Quantitative analysis of similarities and differences in neurotoxicities caused by adenosine and 2'-deoxyadenosine in sympathetic neurons.

These experiments characterize the nucleoside transport and quantify the neurotoxicity of adenosine and 2'-deoxyadenosine (dAdo) in chick sympathetic neurons. We show that [3H]adenosine transport was sensitive to low temperature, specific inhibitors of nucleoside transport, and an excess concentration of adenosine. However, many of these treatments had a marginal effect on [3H]dAdo transport. Total retention of [3H]dAdo over short and long periods was approximately 10 times less than that of [3H]adenosine. These data suggest that adenosine and dAdo enter sympathetic neurons by different routes. Uptake of (3H]norepinephrine ([3H]NE) decreased in neurons damaged by nucleosides and increased to control levels when neurons were protected by various agents against adenosine or dAdo toxicity. These results indicate that [3H]NE uptake serves as a quantitative index of toxicity by the nucleosides.

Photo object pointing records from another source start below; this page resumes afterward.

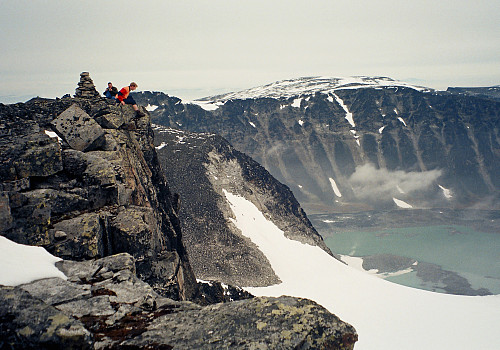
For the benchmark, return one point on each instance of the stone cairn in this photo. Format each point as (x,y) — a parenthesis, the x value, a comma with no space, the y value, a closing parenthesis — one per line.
(86,88)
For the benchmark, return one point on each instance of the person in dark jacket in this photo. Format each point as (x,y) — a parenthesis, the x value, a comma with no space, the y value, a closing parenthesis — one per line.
(110,91)
(124,97)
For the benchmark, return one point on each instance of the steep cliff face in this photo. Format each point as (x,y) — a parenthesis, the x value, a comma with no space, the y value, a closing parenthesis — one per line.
(81,177)
(77,181)
(200,167)
(365,144)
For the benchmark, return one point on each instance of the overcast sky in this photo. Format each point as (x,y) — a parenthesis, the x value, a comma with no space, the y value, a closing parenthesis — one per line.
(198,48)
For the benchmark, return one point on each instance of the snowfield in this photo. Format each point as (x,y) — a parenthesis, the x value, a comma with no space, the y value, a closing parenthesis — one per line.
(309,86)
(385,315)
(21,263)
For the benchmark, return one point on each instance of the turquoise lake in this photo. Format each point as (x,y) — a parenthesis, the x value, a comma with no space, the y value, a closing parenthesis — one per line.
(470,254)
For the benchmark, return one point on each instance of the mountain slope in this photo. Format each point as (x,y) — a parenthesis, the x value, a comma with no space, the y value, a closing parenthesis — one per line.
(374,143)
(387,316)
(199,168)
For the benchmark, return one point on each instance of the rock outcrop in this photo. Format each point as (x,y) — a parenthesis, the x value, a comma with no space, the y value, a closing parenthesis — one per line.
(199,167)
(81,178)
(76,180)
(357,147)
(103,305)
(86,87)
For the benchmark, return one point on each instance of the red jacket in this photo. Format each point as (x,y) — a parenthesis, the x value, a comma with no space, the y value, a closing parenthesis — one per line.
(123,93)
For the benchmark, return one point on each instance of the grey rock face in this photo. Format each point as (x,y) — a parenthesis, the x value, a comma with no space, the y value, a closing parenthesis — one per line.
(29,323)
(94,192)
(431,138)
(80,131)
(103,305)
(199,167)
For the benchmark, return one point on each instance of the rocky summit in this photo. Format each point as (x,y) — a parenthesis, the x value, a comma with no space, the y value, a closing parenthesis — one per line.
(86,88)
(81,178)
(200,167)
(103,305)
(360,143)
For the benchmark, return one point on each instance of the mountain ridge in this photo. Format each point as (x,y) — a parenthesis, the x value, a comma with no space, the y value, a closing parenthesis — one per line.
(318,144)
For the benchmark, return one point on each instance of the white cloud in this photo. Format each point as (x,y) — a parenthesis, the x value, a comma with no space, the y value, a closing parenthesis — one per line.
(371,183)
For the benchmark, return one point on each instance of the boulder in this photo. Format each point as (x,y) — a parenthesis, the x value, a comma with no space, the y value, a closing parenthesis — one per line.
(29,323)
(83,237)
(77,128)
(86,88)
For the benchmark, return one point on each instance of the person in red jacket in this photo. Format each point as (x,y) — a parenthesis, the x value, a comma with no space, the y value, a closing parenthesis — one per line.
(123,97)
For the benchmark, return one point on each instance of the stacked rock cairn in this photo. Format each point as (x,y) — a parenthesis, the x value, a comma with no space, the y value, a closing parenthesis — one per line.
(86,88)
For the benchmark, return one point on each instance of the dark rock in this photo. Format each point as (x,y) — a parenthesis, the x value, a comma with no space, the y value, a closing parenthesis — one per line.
(26,322)
(199,167)
(103,305)
(398,129)
(78,129)
(86,88)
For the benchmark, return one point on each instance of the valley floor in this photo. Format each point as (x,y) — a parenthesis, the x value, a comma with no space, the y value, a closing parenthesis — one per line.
(385,315)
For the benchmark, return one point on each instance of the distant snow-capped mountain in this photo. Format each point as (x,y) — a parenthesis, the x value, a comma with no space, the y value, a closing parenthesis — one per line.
(311,85)
(359,143)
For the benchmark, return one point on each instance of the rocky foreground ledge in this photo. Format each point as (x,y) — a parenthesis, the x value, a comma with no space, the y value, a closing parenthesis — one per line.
(103,305)
(80,177)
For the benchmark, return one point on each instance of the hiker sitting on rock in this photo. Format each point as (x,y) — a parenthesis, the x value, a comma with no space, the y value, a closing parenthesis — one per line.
(124,98)
(110,91)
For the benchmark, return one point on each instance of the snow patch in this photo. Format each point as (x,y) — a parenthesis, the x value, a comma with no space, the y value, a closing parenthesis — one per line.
(402,204)
(208,105)
(402,314)
(312,85)
(21,263)
(151,108)
(348,115)
(334,187)
(296,102)
(163,144)
(446,192)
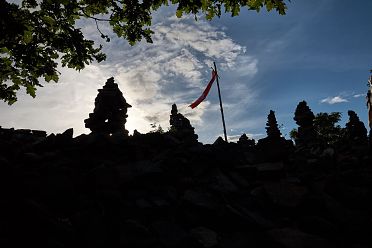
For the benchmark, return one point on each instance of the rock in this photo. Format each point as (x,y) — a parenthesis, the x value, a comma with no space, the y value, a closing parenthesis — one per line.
(205,236)
(293,238)
(110,111)
(170,234)
(181,127)
(285,195)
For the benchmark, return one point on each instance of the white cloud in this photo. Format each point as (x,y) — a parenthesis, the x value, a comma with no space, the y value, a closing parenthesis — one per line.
(358,95)
(334,100)
(174,69)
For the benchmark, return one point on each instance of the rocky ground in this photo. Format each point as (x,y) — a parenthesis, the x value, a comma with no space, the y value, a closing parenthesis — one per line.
(151,190)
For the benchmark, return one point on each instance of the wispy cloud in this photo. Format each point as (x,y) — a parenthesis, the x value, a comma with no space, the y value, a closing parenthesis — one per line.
(358,95)
(334,100)
(174,69)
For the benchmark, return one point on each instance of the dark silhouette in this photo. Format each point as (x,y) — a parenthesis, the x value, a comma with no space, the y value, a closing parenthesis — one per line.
(181,128)
(304,118)
(110,111)
(245,141)
(165,189)
(355,130)
(274,147)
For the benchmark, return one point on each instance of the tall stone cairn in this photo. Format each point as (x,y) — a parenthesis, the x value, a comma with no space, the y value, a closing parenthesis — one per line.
(272,129)
(355,129)
(110,111)
(245,141)
(304,118)
(181,127)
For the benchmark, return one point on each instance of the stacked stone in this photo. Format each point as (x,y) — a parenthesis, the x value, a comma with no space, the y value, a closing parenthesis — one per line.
(110,111)
(274,146)
(245,141)
(355,129)
(304,118)
(181,127)
(272,129)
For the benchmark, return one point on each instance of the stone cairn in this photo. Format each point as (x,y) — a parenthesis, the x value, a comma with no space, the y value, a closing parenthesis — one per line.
(245,141)
(181,127)
(304,118)
(274,146)
(272,129)
(110,111)
(355,130)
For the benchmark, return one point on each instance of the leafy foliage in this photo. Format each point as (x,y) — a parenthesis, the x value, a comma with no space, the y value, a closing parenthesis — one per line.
(37,34)
(327,130)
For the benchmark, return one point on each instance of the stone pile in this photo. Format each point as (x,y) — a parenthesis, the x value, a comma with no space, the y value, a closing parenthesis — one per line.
(110,111)
(167,190)
(180,127)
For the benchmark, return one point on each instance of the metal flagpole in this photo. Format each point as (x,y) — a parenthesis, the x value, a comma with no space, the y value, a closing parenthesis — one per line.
(219,96)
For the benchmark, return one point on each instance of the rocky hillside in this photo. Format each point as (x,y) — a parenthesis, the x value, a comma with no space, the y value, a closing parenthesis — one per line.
(155,190)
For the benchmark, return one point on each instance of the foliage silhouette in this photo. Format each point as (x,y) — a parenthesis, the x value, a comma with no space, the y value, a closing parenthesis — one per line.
(327,132)
(37,33)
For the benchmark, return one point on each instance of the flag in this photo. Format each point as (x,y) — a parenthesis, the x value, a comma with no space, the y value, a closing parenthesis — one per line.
(369,102)
(205,92)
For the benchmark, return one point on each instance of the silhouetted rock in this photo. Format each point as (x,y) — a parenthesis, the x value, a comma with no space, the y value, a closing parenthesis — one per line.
(245,141)
(273,147)
(156,190)
(110,111)
(356,132)
(304,118)
(181,127)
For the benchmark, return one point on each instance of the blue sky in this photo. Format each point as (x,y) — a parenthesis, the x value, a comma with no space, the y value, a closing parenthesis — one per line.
(321,52)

Using this approach we demonstrate that phosphorylation of both nucleosides is essential for their lethal action. For example, iodotubercidin prevented nucleoside-induced neuronal death, but the effect was much more pronounced in the case of dAdo toxicity (IC50 of 0.83 +/- 0.4 vs. 30 +/- 1.6 nM). Another kinase inhibitor, 5'-amino 5'-deoxyadenosine, was effective in protecting neurons against dAdo but had no effect against adenosine toxicity. These results suggest that specific kinases are associated with the phosphorylation of adenosine and dAdo in sympathetic neurons to produce toxic metabolic products. Finally, neurons were susceptible to dAdo toxicity from the time of plating to 4 weeks in culture but were resistant to adenosine toxicity 8 h after plating. In conclusion, our results highlight major differences in the mechanism of neurotoxicity by adenosine and dAdo and provide insights for identification of biochemical pathways leading to neuronal death.